Jakarta: Indonesia announced yesterday plans to spend rapidly $3.56 billion (Dh13 billion) saved from the 2008 budget on infrastructure projects and tax breaks to stimulate the economy and mitigate the impacts of the global economic crisis.
Sri Mulyani Indrawati, the Finance Minister, said much more money could be available if conditions warranted it.

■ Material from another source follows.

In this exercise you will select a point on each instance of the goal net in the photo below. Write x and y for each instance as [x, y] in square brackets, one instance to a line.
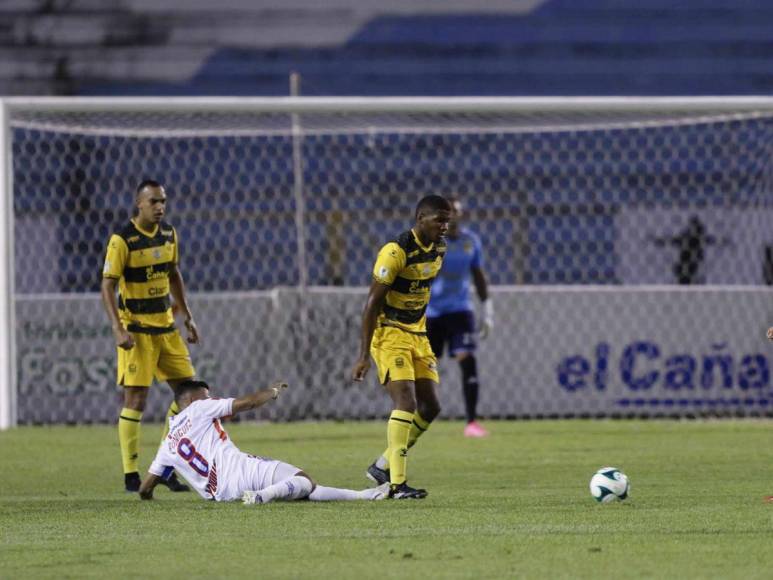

She said this could come from either a $5.5 billion standby budget facility co-ordinated by the World Bank or new bonds.
She claimed international demand for Indonesian debt was mounting because yields were many times higher than anything available in the west.
Analysts say Indonesia's macroeconomic fundamentals are more robust than most countries in the region and much healthier than was predicted only two months ago.
This is thanks largely to exports accounting for only about 14 per cent of economic growth, which was about 6.1 per cent last year and is forecast to be between 4 per cent and 5 per cent this year.
However, they warn against complacency, citing the uncertainty of the global economy, the country's militant labour movement that could cause unrest if mass layoffs become necessary and the unpredictability of legislative and presidential elections in April and July, respectively.
Indrawati said the government would ask parliament to carry over Rp 51,300 billion (Dh16.86 billion) of surplus funds from last year's budget, but that a quarter of it would be allocated to routine expenditure in January and contingencies.
The funds, generated mostly from better-than-expected tax revenue, represent 4.9 per cent of the government's planned 2009 spending.
She did not specify how much of the stimulus would be allocated to infrastructure projects and how much to incentives to improve competitiveness and domestic demand.